Disclaimer: I am new to HIVE and not duplicate of Create Hive table to read parquet files from parquet/avro schema (already tried the solution)
I have a spark job that is continuously writing to hdfs in parquet format which I am trying to load to Hive so that I would be able to query easily (my expectation).
I am saving files as PARQUET files in hdfs://X.X.X.X.5430/home/hduser/spark/testLogs/.
So when I to load HIVE table with those parquet files, I am not being able to load it. I am creating a external HIVE table with following command but when I query it there is no data.

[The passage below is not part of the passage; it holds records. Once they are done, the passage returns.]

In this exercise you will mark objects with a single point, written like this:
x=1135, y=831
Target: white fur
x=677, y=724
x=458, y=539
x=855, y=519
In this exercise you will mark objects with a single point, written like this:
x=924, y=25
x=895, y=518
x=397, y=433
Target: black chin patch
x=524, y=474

"CREATE EXTERNAL TABLE IF NOT EXISTS log ( ipAddress STRING," +
"logLevel STRING," +
"userID STRING," +
"dateTimeString STRING," +
"method STRING," +
"endpoint STRING, " +
"protocol STRING," +
"responseCode INT," +
"content STRING," +
"trackingId STRING" +
") STORED AS PARQUET LOCATION 'hdfs://X.X.X.X:54310/home/hduser/spark/testlog/'");
Also when I try to load a file to table manually, I am getting following error
load data inpath "hdfs://X.X.X.X:54310/home/hduser/spark/testlog/part-r-00000-29ad05a5-ca12-4332-afd0-39eb337a1acd.parquet" into table log;
executed query both with local and without Error
FAILED: SemanticException Line 1:17 Invalid path .... No files matching path
Anybody ever came across situation like this.. Am I missing something? .... please point me to right direction... Any suggestion is welcomed...
PS: I cannot load any type of file format. CSV or TXT in respective type of table
Also, if anyone knows how to populate streamingRDD data from spark to Hive... please tell me how to do so.